One that will hold all of my pistol and rifle ammo, cleaning supplies, ear protection, targets, etc.. 

I was thinking about just using a big tackle box, but its not ideal. Anyone have anything they would recommend?


----------



## MULLET HUNTER (Oct 3, 2007)

I have a large pelican case 1600, that I put pistols in for transport...


----------



## cpn.jp (Aug 3, 2011)

*Gear bag*

This works great for me...http://www.lapolicegear.com/unclem-police-equipment-bag.html


----------



## Dixie (Oct 12, 2011)

I'm with Mullethunter. I've got a pelican case that works great. They can be a little spendy but they're tough and they've got a lifetime warranty. You can find some on craigslist once in awhile.


----------



## Gravity3694 (May 10, 2011)

I just throw my range gear in an old USMC ditty bag that I was issued. I will carry my handguns and ammo in a ILBE Assault pack. My long-guns are thrown in an Eagle Industries soft case or a cheap plastic case if the gun is too long. It really depends on what I'm doing and where I'm shooting what kind of case and configuration I use. I also don't care about scuffing my firearms that badly and will loosely pack them.

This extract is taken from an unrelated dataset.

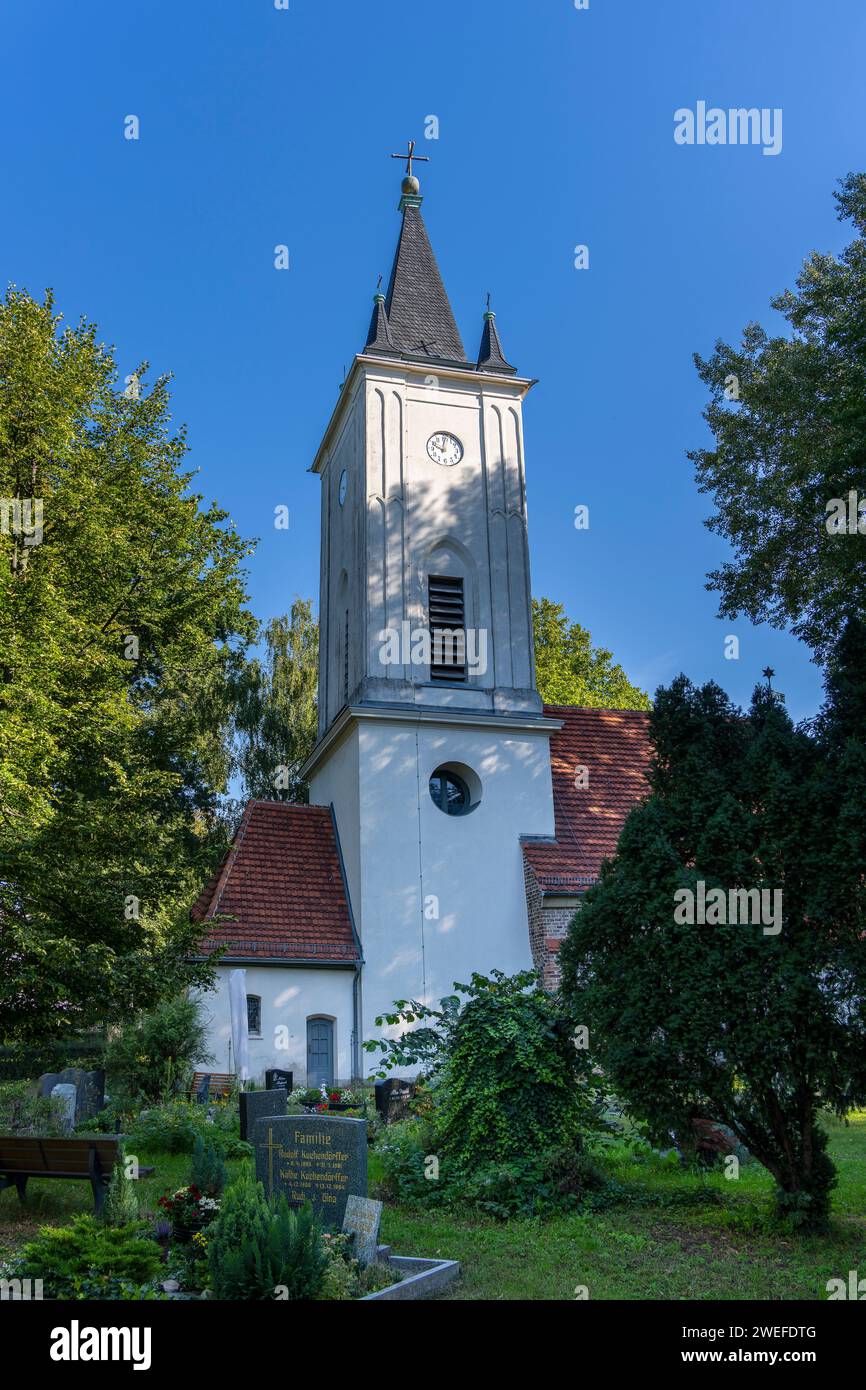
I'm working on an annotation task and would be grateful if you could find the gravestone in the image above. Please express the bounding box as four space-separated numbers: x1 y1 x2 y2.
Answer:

A helmet bag or some small soft bag will work for you. I hate hard cases because of their blocky-ness and bulk.


----------



## snapperfan (Aug 30, 2009)

http://www.midwayusa.com/product/259680/midwayusa-competition-range-bag-pvc-coated-polyester-black


----------



## Austin (Sep 30, 2007)

All I saw was the first 4 words of the topic and thought Stanley was looking for a RPG or mortar! Sorry, not trying to derail..


----------



## gator7_5 (Oct 4, 2007)

snapperfan said:


> http://www.midwayusa.com/product/259680/midwayusa-competition-range-bag-pvc-coated-polyester-black


That looks good. Thanks


----------



## TraderDan (Jul 25, 2009)

*Cheaper than Dirt*

CASE-535
Ultimate Handgun Case Water Tight Layered Foam Bla...
Great case good price if you are looking for a multi pistol case. I cut long slits in the pluck it foam and carry and can carry 6-7 handguns that are all secure and readily accessable. I really like it. and just use ammo cans or soft assualt packs for multi gear and ammo.


----------



## maxfold (Apr 19, 2008)

*case*

Ive been a fan of mil surplus ammo cans the larger ones . waterproof and soft pistol zipper bags on top of ammo work for me .midway sells cheap add to order .maxfold


----------